Most recently, Lloyd Tschohl, 83, a farmer from North Mankato, Minn., was shot and killed in January 2013 after exchanging gunfire with Mankato police trying to check his welfare. Tschohl, who had mental health issues, was armed with two handguns and fired at the responding officers, according to authorities.
'An innovative teacher'
Tuseth, who lived in Chanhassen, was hired in August and joined the staff at the Tokata Learning Center, an alternative high school in the Shakopee Public Schools. Before that, he taught for three years until 2016 at Integrated Arts Academy in Chaska.
"He was an innovative teacher," said Tokata Principal Eric Serbus. "He was always looking for the next and best way to connect with students. He brought his experience of project-based learning from the Integrated Arts Academy to Shakopee public schools. He was on the cutting edge of learning."
District Superintendent Rod Thompson said he met Tuseth last summer when he was a guest speaker for the University of Minnesota's educational leadership program, which Tuseth was enrolled in at the time of his death.
"From our very first introduction, I immediately knew he would be an excellent addition to our district teaching staff and that he had the 'it factor' to become an exceptional administrator." he said.
Tuseth was a 2008 graduate of Minnesota State Mankato and a high-jumper on the track team, said his uncle, Mark Liptrap. He attended high school in Stewartville, Minn., and competed at the state meet in 2001. His mother, Mickie Tuseth, teaches and coaches track and cross-country in the Stewartville School District. His father, Tony Tuseth, taught there until the previous school year and remains as an assistant girls basketball coach.
The Mankato Free Press, citing police dispatch audio, reported the shooting occurred minutes after a hotel clerk called 911 and reported feeling threatened by a man behaving aggressively. He was said to be throwing objects, including at the clerk.
According to the audio, emergency medical personnel reported the man was shot in the left side, with an exit wound on his back.
Tuseth's uncle said he's baffled his nephew would be a threat to police and has never been in serious trouble.
"This is just too weird, you know," he said. "It doesn't have to escalate to this."
Liptrap said Monday Tuseth was probably socializing in his old college town.
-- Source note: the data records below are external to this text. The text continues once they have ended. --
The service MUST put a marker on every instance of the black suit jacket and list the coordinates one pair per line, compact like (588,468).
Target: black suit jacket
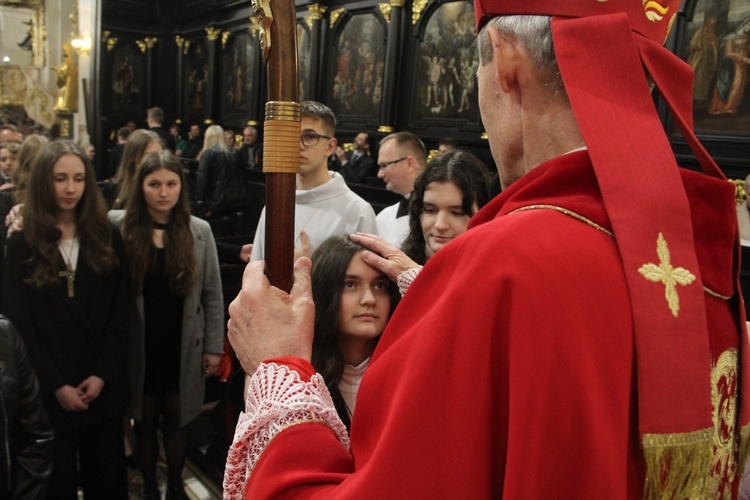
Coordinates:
(165,137)
(70,339)
(359,169)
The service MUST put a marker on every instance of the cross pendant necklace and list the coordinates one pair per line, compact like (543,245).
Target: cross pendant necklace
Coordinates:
(69,274)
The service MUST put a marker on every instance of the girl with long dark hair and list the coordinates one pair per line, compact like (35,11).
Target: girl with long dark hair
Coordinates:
(177,337)
(451,188)
(353,303)
(66,291)
(139,143)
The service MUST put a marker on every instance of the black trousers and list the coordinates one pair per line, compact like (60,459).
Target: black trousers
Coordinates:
(92,457)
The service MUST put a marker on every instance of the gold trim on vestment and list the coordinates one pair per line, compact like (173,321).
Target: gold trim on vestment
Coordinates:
(565,211)
(703,463)
(596,226)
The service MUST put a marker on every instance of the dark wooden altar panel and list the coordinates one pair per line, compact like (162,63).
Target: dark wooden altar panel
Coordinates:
(341,64)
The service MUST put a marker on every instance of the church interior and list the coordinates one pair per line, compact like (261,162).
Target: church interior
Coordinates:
(82,69)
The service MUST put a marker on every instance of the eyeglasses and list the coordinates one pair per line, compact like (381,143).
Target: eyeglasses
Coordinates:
(383,166)
(311,138)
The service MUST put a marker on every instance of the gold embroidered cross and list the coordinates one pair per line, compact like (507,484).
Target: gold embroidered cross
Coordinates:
(666,274)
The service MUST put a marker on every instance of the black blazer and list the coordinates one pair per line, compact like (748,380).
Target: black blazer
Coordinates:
(69,339)
(359,170)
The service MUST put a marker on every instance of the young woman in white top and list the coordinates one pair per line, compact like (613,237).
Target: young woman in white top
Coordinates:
(353,303)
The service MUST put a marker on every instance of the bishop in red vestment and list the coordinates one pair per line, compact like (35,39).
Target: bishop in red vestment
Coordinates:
(584,339)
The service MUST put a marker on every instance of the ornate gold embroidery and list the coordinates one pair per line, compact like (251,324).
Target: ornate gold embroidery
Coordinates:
(666,274)
(724,402)
(596,226)
(654,10)
(703,463)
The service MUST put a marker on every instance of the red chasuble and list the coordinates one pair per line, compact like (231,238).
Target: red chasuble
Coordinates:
(509,368)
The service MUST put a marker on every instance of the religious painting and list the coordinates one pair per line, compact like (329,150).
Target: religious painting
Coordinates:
(446,64)
(303,60)
(195,80)
(238,63)
(360,59)
(128,82)
(717,46)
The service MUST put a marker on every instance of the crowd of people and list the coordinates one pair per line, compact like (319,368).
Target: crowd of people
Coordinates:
(114,298)
(455,344)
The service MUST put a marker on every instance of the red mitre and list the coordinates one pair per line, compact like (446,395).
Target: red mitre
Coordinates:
(602,48)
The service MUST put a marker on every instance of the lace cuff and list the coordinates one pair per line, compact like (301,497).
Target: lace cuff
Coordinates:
(276,399)
(406,278)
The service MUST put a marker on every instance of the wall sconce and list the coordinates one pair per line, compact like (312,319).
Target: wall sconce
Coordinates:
(81,45)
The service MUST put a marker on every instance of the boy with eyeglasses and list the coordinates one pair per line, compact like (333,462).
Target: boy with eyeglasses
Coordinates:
(325,205)
(401,158)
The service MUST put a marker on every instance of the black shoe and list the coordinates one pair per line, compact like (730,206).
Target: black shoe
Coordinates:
(131,462)
(176,492)
(154,494)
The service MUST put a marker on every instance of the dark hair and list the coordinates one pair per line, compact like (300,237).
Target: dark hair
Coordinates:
(329,263)
(320,111)
(138,227)
(26,155)
(132,154)
(156,114)
(461,168)
(123,132)
(411,143)
(448,141)
(39,218)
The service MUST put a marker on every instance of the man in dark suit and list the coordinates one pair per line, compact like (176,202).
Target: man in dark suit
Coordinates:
(358,166)
(155,120)
(195,142)
(249,155)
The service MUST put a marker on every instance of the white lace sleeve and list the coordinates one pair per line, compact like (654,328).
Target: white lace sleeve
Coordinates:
(276,399)
(405,279)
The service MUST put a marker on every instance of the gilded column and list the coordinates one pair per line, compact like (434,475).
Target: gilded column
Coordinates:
(180,69)
(390,73)
(315,22)
(212,35)
(147,46)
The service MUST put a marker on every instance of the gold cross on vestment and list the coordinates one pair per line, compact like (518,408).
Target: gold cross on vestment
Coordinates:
(666,274)
(70,275)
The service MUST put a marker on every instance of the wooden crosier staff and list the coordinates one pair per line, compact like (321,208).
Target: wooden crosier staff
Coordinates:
(281,132)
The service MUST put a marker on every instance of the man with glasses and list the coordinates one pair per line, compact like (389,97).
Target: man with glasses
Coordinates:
(325,205)
(401,158)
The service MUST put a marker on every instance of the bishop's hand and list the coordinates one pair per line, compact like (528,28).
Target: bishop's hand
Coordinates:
(266,322)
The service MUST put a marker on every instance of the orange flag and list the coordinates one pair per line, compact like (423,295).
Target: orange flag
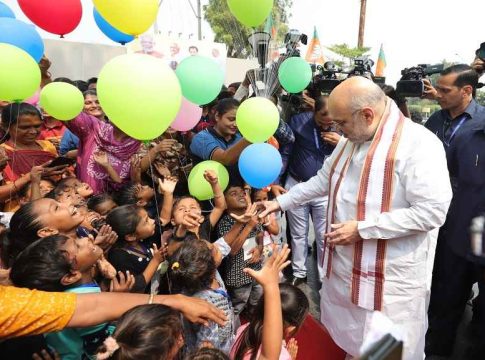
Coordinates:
(381,63)
(314,53)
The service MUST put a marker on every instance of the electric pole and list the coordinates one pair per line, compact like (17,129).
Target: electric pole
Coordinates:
(363,5)
(199,19)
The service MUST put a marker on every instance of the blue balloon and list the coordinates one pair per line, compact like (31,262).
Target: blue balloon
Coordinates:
(5,11)
(110,31)
(260,165)
(23,36)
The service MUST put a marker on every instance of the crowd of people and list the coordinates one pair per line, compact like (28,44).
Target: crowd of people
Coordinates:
(103,248)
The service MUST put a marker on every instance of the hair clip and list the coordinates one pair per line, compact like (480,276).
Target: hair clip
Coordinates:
(111,346)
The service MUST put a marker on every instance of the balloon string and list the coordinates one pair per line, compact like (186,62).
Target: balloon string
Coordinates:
(159,223)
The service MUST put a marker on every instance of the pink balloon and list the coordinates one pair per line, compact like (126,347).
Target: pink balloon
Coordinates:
(34,100)
(188,116)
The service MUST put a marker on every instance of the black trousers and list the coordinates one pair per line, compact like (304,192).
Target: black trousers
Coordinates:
(453,278)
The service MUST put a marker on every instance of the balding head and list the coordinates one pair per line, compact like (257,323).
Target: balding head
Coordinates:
(356,106)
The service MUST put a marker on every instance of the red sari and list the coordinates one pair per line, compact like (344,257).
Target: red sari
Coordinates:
(21,161)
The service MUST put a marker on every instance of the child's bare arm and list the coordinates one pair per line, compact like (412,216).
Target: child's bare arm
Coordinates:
(167,187)
(219,200)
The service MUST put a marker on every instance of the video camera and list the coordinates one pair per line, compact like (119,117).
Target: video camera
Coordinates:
(362,67)
(326,78)
(292,39)
(330,75)
(480,53)
(411,83)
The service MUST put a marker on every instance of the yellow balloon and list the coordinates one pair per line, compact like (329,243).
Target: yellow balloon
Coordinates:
(132,17)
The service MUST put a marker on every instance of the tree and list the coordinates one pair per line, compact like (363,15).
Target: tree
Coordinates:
(234,34)
(347,52)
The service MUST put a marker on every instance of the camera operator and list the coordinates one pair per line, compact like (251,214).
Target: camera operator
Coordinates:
(315,139)
(460,125)
(455,91)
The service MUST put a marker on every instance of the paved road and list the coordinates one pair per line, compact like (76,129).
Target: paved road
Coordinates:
(312,287)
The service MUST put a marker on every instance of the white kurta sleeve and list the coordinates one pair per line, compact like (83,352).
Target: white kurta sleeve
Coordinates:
(427,189)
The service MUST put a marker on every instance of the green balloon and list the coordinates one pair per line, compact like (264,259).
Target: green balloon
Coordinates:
(140,94)
(19,74)
(200,187)
(201,79)
(251,13)
(257,119)
(61,100)
(295,74)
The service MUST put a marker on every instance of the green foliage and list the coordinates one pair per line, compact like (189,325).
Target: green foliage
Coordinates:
(231,32)
(347,52)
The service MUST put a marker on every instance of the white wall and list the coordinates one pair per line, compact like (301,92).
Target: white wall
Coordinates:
(80,61)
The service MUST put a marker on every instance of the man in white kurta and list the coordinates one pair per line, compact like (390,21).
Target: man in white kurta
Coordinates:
(420,194)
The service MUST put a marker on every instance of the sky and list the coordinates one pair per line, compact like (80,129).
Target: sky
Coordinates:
(411,31)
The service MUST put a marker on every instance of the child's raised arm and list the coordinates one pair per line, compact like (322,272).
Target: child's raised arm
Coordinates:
(268,277)
(271,225)
(167,187)
(219,200)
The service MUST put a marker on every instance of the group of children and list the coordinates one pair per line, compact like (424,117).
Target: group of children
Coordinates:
(142,239)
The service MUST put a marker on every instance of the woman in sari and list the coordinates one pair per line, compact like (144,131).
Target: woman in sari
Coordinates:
(102,137)
(21,123)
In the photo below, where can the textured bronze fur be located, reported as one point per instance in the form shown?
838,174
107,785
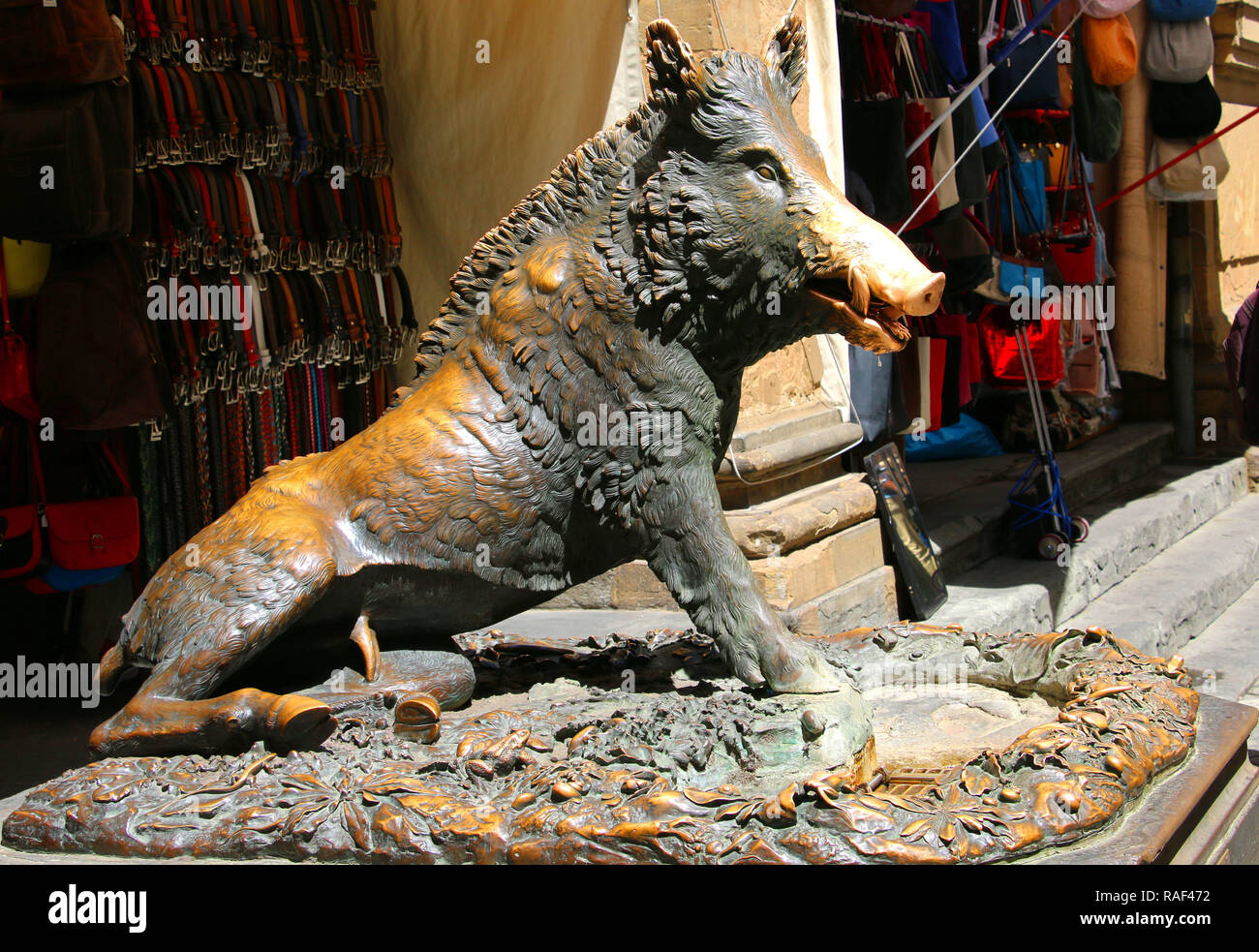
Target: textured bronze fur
662,257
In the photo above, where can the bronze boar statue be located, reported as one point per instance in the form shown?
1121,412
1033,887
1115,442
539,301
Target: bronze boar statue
661,259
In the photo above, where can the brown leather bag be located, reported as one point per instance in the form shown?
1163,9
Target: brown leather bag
67,164
99,361
68,45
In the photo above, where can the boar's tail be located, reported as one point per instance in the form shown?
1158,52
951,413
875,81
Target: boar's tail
112,667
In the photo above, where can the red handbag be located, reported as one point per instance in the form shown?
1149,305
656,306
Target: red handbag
83,536
1001,351
15,390
95,533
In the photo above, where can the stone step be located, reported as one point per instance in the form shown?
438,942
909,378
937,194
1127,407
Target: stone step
1180,592
787,581
1224,659
1129,529
965,503
822,568
869,599
796,520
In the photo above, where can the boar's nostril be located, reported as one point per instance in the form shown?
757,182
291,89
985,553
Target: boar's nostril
926,297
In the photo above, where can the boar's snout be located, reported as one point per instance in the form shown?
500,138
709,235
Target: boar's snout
920,296
864,281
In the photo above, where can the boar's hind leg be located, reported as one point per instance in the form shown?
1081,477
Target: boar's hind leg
164,717
691,550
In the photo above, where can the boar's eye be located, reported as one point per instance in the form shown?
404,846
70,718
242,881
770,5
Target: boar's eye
764,165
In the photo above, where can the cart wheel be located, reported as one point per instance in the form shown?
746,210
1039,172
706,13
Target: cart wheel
1048,545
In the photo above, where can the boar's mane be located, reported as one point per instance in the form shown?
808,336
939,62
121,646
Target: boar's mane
671,272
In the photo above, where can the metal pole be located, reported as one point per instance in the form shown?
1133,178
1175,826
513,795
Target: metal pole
1180,329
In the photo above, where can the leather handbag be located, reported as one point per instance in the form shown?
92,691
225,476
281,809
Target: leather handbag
1180,9
93,534
1071,239
1199,171
67,164
1001,348
1183,109
1179,50
1096,113
114,374
1195,177
64,43
1033,59
1112,49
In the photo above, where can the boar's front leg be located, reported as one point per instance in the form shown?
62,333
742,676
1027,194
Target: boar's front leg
691,550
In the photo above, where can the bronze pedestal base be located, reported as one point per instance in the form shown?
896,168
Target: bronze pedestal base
638,751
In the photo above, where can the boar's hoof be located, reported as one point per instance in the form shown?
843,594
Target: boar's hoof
296,722
791,666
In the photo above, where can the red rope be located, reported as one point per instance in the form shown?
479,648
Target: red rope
1183,155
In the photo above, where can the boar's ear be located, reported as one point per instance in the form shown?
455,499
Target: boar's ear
785,53
675,74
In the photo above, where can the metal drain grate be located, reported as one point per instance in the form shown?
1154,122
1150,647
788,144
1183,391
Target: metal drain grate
907,781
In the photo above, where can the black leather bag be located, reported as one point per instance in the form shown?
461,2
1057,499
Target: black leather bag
1183,109
1096,112
100,365
66,164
He said his nephew's car was in a lot miles from the hotel. "We only assume he had been drinking," said the uncle, who noted that it was Tuseth's habit to leave his car when he had been drinking and opt for a cab.
Tuseth was cited for drunken driving in 2008 in Scott County. After meeting various conditions set by the court, that charge was dismissed under what is called a "stay of adjudication."
Liptrap said Tuseth's parents have made contact with two other friends who were with their son that night. Tuseth's roommate, Luke Mikkola, was out of town at the time of the shooting and said "everybody is so shocked" that police would have shot Tuseth.
"I never saw this coming," Mikkola said. "He's a super nice guy. He works with kids and is very accommodating to people of other backgrounds. He's lived all over the world."
Tuseth's parents were on their way Monday to Mankato to talk with the BCA and police, Liptrap said Monday afternoon. "Mickie will know more by [Tuesday]. She says that all she wants is a good party on Friday night for all his friends at the reception" before Saturday's funeral, he said.
The parents were notified by authorities 14 hours after the shooting, Liptrap said, a length of time that left the family "really upset. … They're getting ready for a funeral and are totally devastated by this."
Nekima Levy-Pounds, a mayoral candidate in Minneapolis who has spoken out on police violence in the past, called the incident "disturbing" in a Facebook post on Monday. "It is equally disturbing to see that there is hardly a public outcry unless groups like the Minneapolis NAACP, Black Lives Matter, or other advocacy groups rise up and bring attention to these issues," she wrote.